Scientists have earlier found that thousands of years ago, different native cultures survived in the Great Antilles, Puerto Rico and Dominican Republic and had prehistoric settlements that are now extinct cultures. But the new findings have provided evidence that supports the earlier hypotheses of cultures living in the Caribbean for more than thousands of years ago.
"Although fossilized feces (coprolites) have frequently been studied, they had never been used as tools to determine ethnicity and distinguish between two extinct cultures. By examining the DNA preserved in coprolites from two ancient indigenous cultures, our group was able to determine the bacterial and fungal populations present in each culture as well as their possible diets," says Jessica Rivera-Perez of the University of Puerto Rico, Rio Piedras, who presented the report in American Society for Microbiology.
The fossilized feces were found in Vieques, Puerto Rico along with some hand-made tools and crafts. The existence of two different styles of craftsmanship and some other evidences obtained from the discovery sites, suggested that these artifacts belonged to two distinct cultures.
"The study of the paleomicrobiome of coprolites supports the hypothesis of multiple ancestries and can provide important evidence regarding migration by ancestral cultures and populations of the Caribbean," says Rivera-Perez.
In order to prove the archaeologists hypotheses, Rivera-Perez and her colleagues examined the preserved DNA in coprolites from both Huecoid and Saladoid settlements and compared both bacterial and fungal population in each of the settlements. Some major dissimilarity between the fecal groups was found, which suggested that both the fecal communities had different origins.
The study was conducted jointly with California Polytechnic State University and University of Puerto Rico, San Luis Obispo and was partially funded by the NIH Grant to the University of Puerto Rico (Research Initiative for Scientific Enhancement Program).

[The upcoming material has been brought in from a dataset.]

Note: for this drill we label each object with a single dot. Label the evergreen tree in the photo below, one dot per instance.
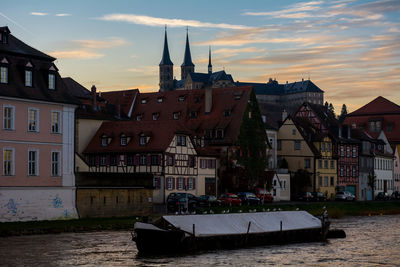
(343, 113)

"One culture excelled in the art of pottery; in fact, their signature use of red and white paint helped identify them as descendants from the Saladoids, originating in Saladero, Venezuela. In contrast, the second culture had exquisite art for crafting semiprecious stones into ornaments, some of which represented the Andean condor. This helped archaeologists identify the Bolivian Andes as possible origins of this Huecoid culture," Rivera-Perez added.
The new findings have revealed more about the ancient cultures and have helped researchers learn about a particular culture's diet and how differed they were from neighboring settlements.
This research was presented in the 2014 General Meeting of the American Society for Microbiology held from 17-20 May 2014 in Boston, Massachusetts.